KSA Implementation of SPHN

The SPHN implementation at Kantonsspital Aarau (KSA) is based on the Clinical Data Platform at KSA, which is designed to provide a resilient, open and vendor-independent foundation for the preparation and delivery of clinical datasets to associated parties (e.g. SPHN) according to data governance processes. The architecture enables standardized data transformations, secure and compliant data storage.

Architectural Principles

The architecture follows a strict open-architecture approach. All core components are based on open-source technologies and open standards, ensuring that each component can be replaced independently if required. The platform is designed to avoid vendor lock-in by using open data formats and standardized interfaces.

Scalability and resilience are achieved through cloud-native design patterns, while security and data protection are ensured by operating the platform in a secure private cloud Kubernetes environment. This approach also ensures long-term longevity of the platform, as it can evolve over time without dependency on specific vendors, technologies, or proprietary formats.

Data from primary source systems, such as the Hospital Information System (KIS), is updated at regular intervals of approximately ten minutes, ensuring near-real-time data availability.

Data Storage Layer (Lakehouse)

Clinical data is stored in a secure private cloud using S3-compatible object storage. The lakehouse design is implemented using Apache Iceberg (for transactional consistency, schema evolution and time-travel capabilities). Data is stored using open file format (Parquet), ensuring long-term accessibility and interoperability.

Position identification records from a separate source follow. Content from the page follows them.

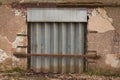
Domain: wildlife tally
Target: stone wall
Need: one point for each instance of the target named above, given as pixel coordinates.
(103, 36)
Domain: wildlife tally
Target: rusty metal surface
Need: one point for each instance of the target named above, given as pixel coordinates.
(54, 55)
(57, 39)
(56, 15)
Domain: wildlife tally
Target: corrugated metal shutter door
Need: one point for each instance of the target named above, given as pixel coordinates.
(57, 38)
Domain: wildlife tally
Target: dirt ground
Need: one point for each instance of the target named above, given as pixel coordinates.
(41, 76)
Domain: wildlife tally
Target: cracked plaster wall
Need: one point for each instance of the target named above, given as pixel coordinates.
(106, 40)
(12, 22)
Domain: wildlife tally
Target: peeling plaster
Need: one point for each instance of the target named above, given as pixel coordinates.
(3, 55)
(112, 60)
(99, 21)
(18, 12)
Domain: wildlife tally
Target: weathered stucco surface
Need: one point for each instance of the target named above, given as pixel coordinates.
(106, 40)
(105, 21)
(99, 21)
(11, 23)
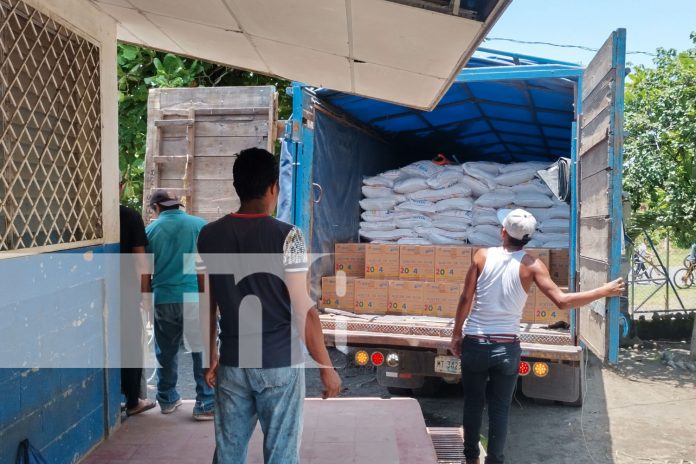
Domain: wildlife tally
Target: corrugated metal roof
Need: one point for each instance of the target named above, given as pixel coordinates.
(380, 49)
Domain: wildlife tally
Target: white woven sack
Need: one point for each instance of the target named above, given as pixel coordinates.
(454, 213)
(385, 225)
(380, 204)
(437, 239)
(559, 212)
(477, 186)
(422, 168)
(515, 177)
(377, 192)
(484, 209)
(493, 231)
(378, 181)
(532, 187)
(418, 206)
(394, 235)
(485, 218)
(463, 204)
(392, 174)
(490, 167)
(452, 224)
(456, 191)
(411, 222)
(535, 165)
(532, 200)
(410, 184)
(557, 244)
(487, 178)
(446, 178)
(540, 214)
(426, 232)
(481, 239)
(414, 241)
(559, 226)
(545, 237)
(382, 216)
(496, 199)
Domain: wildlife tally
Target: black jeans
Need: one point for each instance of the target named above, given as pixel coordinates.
(489, 371)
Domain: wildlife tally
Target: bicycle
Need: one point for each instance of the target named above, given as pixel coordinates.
(684, 277)
(643, 266)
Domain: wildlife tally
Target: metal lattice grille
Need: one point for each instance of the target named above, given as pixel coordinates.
(50, 126)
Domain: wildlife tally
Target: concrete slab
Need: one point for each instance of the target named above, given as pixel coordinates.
(346, 430)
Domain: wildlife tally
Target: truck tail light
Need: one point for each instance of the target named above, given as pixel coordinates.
(377, 358)
(392, 360)
(524, 368)
(541, 369)
(361, 358)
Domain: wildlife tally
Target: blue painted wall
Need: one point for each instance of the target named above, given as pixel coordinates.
(52, 314)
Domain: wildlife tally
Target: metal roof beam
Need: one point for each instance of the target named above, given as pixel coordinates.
(532, 71)
(520, 56)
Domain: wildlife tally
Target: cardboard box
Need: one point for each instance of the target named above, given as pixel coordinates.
(545, 312)
(452, 263)
(416, 262)
(560, 266)
(541, 253)
(441, 298)
(405, 297)
(350, 258)
(337, 292)
(371, 296)
(381, 261)
(530, 306)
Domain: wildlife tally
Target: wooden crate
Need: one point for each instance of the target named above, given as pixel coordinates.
(193, 135)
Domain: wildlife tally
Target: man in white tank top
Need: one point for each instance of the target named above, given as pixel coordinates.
(495, 292)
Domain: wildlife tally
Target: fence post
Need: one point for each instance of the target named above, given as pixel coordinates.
(668, 275)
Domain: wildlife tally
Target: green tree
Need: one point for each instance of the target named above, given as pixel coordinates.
(140, 69)
(660, 145)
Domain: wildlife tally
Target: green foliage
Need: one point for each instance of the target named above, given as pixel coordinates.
(140, 69)
(660, 145)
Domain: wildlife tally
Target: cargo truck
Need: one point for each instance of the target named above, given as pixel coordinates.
(502, 107)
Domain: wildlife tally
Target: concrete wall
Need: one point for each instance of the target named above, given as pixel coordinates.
(65, 411)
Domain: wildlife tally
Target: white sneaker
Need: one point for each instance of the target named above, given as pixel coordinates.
(170, 408)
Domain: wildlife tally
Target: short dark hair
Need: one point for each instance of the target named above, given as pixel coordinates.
(517, 242)
(255, 169)
(167, 208)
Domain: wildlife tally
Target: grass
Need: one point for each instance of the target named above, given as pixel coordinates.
(659, 300)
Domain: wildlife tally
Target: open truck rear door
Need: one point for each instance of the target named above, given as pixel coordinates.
(600, 161)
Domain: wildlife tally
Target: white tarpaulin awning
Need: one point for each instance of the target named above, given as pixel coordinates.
(385, 49)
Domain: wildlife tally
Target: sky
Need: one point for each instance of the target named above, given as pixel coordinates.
(649, 24)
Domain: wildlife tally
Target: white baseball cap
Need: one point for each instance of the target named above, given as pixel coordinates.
(518, 223)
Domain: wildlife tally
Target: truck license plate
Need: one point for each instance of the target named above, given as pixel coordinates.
(448, 365)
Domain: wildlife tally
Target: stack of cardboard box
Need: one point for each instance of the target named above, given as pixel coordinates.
(422, 280)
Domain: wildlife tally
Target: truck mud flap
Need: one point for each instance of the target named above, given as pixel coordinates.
(562, 383)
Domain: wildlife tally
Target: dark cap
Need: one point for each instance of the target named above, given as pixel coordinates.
(164, 198)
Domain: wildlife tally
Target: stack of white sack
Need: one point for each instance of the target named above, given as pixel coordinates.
(425, 203)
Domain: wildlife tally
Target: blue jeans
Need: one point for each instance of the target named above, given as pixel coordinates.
(169, 333)
(489, 371)
(274, 397)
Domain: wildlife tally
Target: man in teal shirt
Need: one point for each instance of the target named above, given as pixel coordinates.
(172, 241)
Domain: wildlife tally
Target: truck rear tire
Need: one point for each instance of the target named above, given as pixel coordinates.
(398, 391)
(431, 386)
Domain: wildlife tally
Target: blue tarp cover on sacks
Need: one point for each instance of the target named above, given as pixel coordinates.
(503, 120)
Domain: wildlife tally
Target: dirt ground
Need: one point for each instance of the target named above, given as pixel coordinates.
(641, 411)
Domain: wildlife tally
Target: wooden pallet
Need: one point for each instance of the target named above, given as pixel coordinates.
(193, 137)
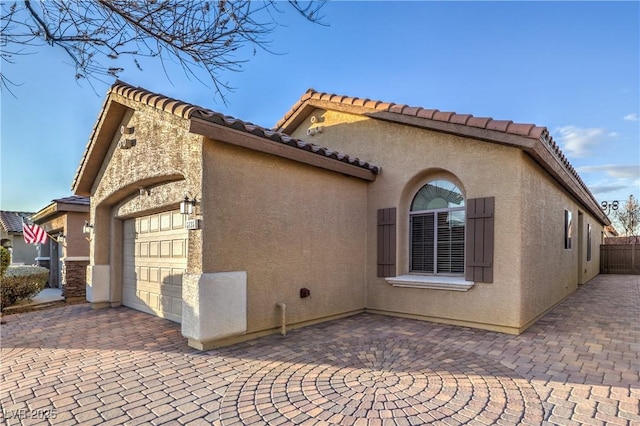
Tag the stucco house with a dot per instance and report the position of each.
(67, 251)
(347, 205)
(12, 239)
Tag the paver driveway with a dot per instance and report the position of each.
(580, 364)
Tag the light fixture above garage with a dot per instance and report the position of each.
(87, 228)
(187, 205)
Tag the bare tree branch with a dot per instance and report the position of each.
(202, 36)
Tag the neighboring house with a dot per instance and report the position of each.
(455, 219)
(12, 239)
(67, 252)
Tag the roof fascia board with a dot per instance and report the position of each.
(256, 143)
(300, 114)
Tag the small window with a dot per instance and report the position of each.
(437, 222)
(567, 229)
(589, 242)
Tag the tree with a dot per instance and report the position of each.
(95, 34)
(629, 217)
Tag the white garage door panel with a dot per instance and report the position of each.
(154, 260)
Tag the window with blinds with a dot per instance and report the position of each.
(437, 222)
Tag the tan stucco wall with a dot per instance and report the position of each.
(76, 243)
(551, 272)
(289, 226)
(410, 157)
(21, 252)
(166, 161)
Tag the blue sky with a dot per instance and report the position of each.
(573, 67)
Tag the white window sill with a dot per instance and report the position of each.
(433, 282)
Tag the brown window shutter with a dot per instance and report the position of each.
(479, 240)
(387, 242)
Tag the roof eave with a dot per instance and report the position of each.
(261, 144)
(107, 124)
(538, 147)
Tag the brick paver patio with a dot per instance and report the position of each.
(580, 364)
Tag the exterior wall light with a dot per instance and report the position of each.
(187, 205)
(87, 228)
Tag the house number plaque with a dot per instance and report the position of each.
(192, 224)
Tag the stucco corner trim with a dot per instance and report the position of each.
(432, 282)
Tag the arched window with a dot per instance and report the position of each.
(437, 221)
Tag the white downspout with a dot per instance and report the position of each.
(283, 317)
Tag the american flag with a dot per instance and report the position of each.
(33, 234)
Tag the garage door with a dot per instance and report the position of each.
(154, 260)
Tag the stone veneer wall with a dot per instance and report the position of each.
(74, 279)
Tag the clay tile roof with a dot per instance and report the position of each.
(74, 199)
(442, 116)
(189, 111)
(504, 127)
(12, 221)
(480, 122)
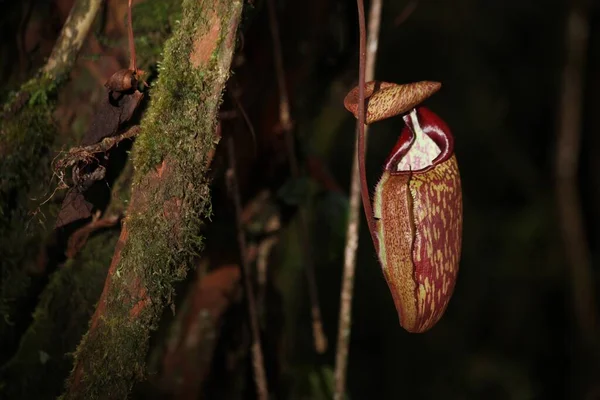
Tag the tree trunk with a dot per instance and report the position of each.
(170, 195)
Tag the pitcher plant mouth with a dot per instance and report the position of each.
(415, 218)
(425, 141)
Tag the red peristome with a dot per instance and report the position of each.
(434, 127)
(419, 225)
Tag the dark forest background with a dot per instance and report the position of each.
(511, 330)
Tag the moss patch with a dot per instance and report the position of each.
(169, 200)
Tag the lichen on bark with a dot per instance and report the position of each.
(170, 197)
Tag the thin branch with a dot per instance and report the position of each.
(358, 188)
(286, 124)
(132, 59)
(86, 153)
(567, 162)
(257, 356)
(71, 38)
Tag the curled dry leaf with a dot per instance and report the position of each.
(385, 99)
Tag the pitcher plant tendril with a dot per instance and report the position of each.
(345, 314)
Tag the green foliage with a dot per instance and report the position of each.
(153, 21)
(24, 173)
(40, 366)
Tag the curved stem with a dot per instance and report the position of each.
(358, 188)
(132, 59)
(364, 188)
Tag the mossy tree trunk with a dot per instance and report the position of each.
(170, 195)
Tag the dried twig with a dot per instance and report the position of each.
(257, 356)
(286, 124)
(567, 161)
(367, 62)
(79, 238)
(86, 153)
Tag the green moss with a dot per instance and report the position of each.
(164, 223)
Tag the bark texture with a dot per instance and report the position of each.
(170, 196)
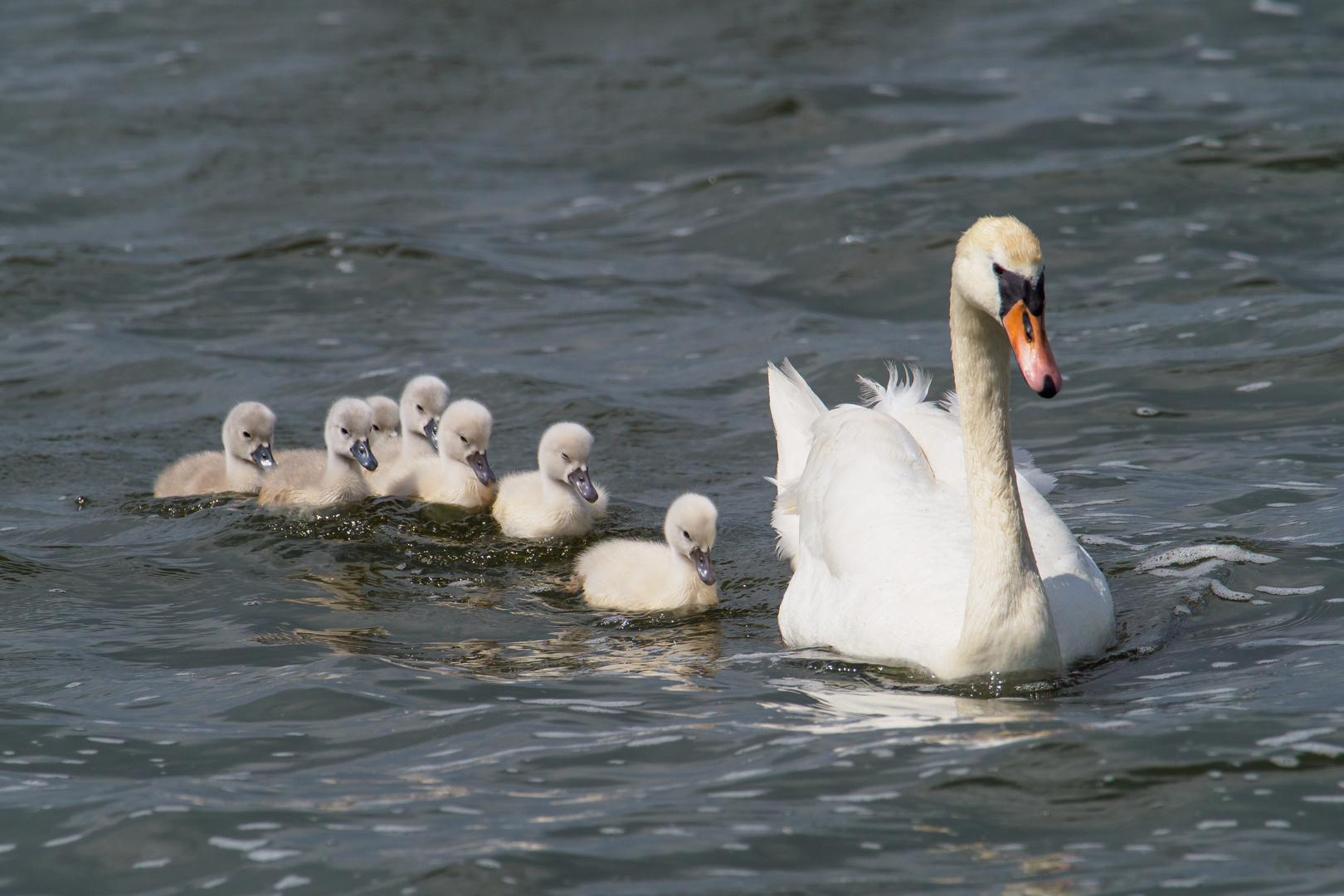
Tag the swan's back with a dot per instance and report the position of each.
(882, 533)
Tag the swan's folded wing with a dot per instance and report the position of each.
(793, 407)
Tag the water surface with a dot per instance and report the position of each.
(619, 215)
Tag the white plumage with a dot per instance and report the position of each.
(875, 514)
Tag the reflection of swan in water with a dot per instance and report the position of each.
(834, 709)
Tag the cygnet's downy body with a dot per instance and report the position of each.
(422, 405)
(385, 441)
(558, 499)
(325, 479)
(460, 475)
(247, 436)
(647, 577)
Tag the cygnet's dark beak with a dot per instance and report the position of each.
(364, 457)
(476, 460)
(578, 479)
(704, 567)
(262, 457)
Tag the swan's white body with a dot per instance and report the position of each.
(897, 558)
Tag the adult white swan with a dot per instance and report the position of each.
(914, 539)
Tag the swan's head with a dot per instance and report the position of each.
(464, 436)
(249, 430)
(999, 270)
(424, 401)
(348, 426)
(386, 416)
(563, 457)
(689, 531)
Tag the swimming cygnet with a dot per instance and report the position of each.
(247, 433)
(422, 403)
(641, 577)
(460, 475)
(385, 441)
(318, 479)
(559, 497)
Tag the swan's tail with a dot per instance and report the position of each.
(795, 407)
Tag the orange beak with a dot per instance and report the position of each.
(1027, 334)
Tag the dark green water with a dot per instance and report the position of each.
(617, 214)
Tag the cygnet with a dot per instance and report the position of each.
(318, 479)
(643, 577)
(422, 405)
(385, 441)
(460, 475)
(247, 434)
(557, 499)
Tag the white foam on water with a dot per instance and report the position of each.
(1227, 594)
(1191, 553)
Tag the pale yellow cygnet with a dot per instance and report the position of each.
(385, 441)
(325, 479)
(460, 475)
(644, 577)
(247, 434)
(422, 405)
(557, 499)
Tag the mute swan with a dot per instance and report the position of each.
(460, 475)
(548, 500)
(913, 539)
(643, 577)
(422, 403)
(325, 479)
(385, 441)
(247, 433)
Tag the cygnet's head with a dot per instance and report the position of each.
(348, 426)
(563, 457)
(386, 416)
(424, 401)
(464, 436)
(689, 531)
(249, 430)
(999, 270)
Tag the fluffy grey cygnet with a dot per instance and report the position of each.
(643, 577)
(557, 499)
(247, 434)
(331, 477)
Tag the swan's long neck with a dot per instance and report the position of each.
(1008, 624)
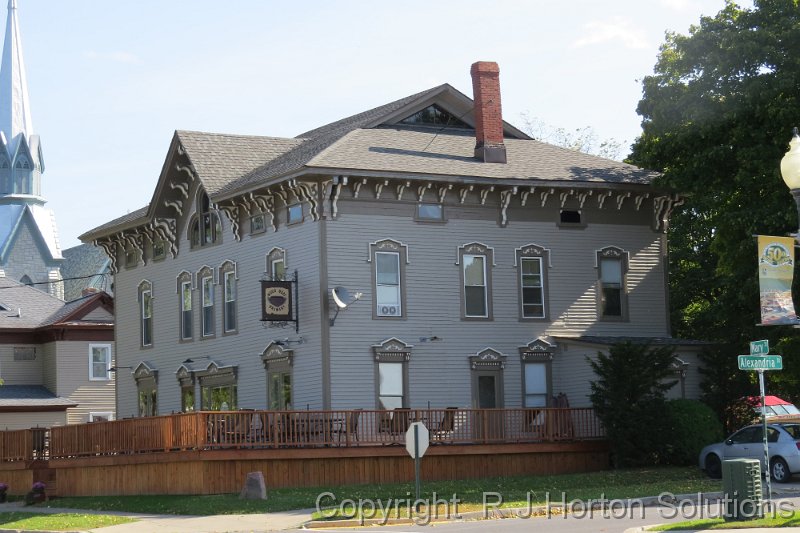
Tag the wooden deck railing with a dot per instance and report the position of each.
(207, 430)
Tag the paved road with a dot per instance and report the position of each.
(570, 524)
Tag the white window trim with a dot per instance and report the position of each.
(204, 306)
(92, 377)
(522, 261)
(142, 316)
(228, 277)
(399, 286)
(485, 287)
(184, 285)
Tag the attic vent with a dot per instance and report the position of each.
(24, 353)
(570, 217)
(433, 115)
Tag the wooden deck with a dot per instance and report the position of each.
(211, 452)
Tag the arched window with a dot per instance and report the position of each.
(146, 312)
(205, 228)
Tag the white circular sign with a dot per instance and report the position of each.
(423, 439)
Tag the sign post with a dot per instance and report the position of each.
(417, 440)
(759, 360)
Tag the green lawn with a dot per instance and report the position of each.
(59, 521)
(790, 519)
(515, 492)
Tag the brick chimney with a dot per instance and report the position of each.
(489, 145)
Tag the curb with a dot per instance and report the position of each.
(510, 512)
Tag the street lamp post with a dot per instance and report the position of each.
(790, 170)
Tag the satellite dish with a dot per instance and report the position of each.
(342, 298)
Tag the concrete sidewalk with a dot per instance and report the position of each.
(149, 523)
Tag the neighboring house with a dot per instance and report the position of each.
(29, 248)
(86, 267)
(54, 358)
(491, 266)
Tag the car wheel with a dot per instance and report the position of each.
(713, 466)
(779, 471)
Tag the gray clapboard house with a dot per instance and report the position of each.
(489, 266)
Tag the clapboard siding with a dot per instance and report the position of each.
(50, 366)
(42, 419)
(21, 372)
(439, 371)
(74, 383)
(242, 348)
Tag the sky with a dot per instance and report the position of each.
(110, 81)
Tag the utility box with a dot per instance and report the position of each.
(741, 489)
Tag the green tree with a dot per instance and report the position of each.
(583, 139)
(717, 116)
(628, 397)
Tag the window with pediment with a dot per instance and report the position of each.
(476, 261)
(229, 281)
(532, 262)
(146, 378)
(185, 296)
(391, 373)
(276, 264)
(488, 388)
(434, 115)
(205, 227)
(612, 294)
(389, 259)
(146, 313)
(218, 388)
(205, 282)
(537, 375)
(278, 362)
(186, 381)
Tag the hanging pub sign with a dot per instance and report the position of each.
(279, 301)
(276, 299)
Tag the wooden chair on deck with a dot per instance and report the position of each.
(446, 426)
(349, 426)
(401, 420)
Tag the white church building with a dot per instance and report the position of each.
(29, 246)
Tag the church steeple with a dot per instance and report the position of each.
(21, 162)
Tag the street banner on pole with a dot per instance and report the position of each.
(775, 271)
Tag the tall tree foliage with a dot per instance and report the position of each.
(629, 398)
(717, 117)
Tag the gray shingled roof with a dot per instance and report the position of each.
(31, 395)
(655, 341)
(69, 308)
(231, 164)
(80, 261)
(321, 138)
(219, 158)
(428, 152)
(34, 305)
(131, 219)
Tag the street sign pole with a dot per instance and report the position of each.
(764, 423)
(417, 460)
(417, 441)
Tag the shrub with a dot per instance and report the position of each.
(628, 397)
(691, 425)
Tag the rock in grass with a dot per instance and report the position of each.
(254, 487)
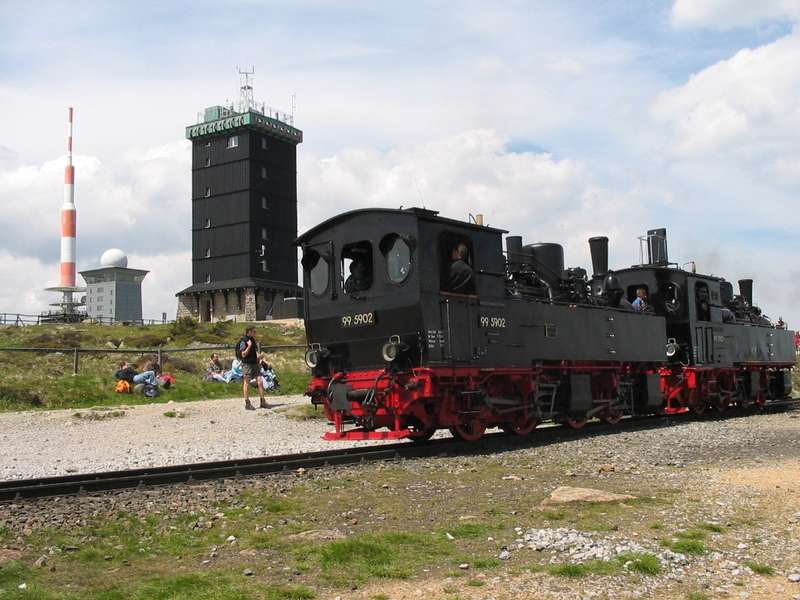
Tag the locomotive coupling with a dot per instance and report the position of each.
(672, 348)
(393, 348)
(315, 354)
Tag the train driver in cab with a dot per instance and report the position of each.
(460, 278)
(641, 304)
(359, 279)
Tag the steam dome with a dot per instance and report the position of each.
(114, 257)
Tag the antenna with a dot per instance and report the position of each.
(246, 89)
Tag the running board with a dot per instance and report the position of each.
(361, 434)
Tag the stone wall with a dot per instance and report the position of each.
(187, 307)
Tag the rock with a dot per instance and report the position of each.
(318, 534)
(567, 494)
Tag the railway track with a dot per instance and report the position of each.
(116, 480)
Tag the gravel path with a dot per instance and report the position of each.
(41, 444)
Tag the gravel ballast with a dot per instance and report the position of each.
(60, 442)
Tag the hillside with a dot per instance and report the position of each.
(46, 380)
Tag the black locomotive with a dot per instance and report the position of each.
(417, 322)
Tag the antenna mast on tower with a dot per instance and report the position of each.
(246, 89)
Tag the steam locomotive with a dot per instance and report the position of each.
(395, 352)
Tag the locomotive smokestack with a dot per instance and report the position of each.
(598, 246)
(514, 253)
(657, 246)
(746, 290)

The object storage layer is strictly separated from compute to allow for platform scalability and remain flexible. This design is also very cost-efficient, as object storage is used for persistent data while compute resources can be provisioned dynamically and scaled according to actual workload demands.

Medallion Principle

The platform follows the Medallion architecture to structure data processing and quality assurance. Raw clinical data is first stored in the Bronze layer, preserving the original structure from source systems.

The Silver layer contains cleaned, standardized and harmonized data that is suitable for analytical processing.

The Gold layer consists of curated and validated datasets that are ready for delivery and consumption. An SPHN dedicated data mart is available within the Gold layer and acts an interface to SPHN Connector.

Data Transformation and Quality Management

Data transformations are implemented using dbt. dbt provides a declarative and version-controlled framework for transforming data between Medallion layers. It enables systematic data quality checks, documentation generation and lineage tracking.

All transformations are reproducible and auditable, which is essential for clinical and research data. dbt serves as the semantic and transformation layer of the platform while remaining loosely coupled with storage and compute.

Terminology Mappings

The mapping procedure focused on the standardization of laboratory data to ensure semantic interoperability. Laboratory tests and result units were mapped to LOINC and UCUM using a RAG-based pipeline, followed by validation with clinical experts to ensure medical correctness and consistency.

Mappings to SNOMED CT were performed manually by domain experts. ATC codes are already provided by the source systems and are reused without additional transformation efforts.

Data Access and SPHN Connector

Curated SPHN data marts (gold layer) are delivered to SPHN Connector through the REST-based ingestion layer provided by SPHN Connector. The delivery mechanism retrieves data from Iceberg tables and forwards it to the REST endpoints.

The SPHN Connector plays a critical role in the data processing pipeline. It is responsible for converting the datasets into RDF format, ensuring compatibility with SPHN standards. Additionally, the SPHN Connector performs comprehensive quality checks, validating both the structure and semantic consistency of the data before delivery and guaranteeing that only high-quality, SPHN-compliant data is made available for research and downstream applications.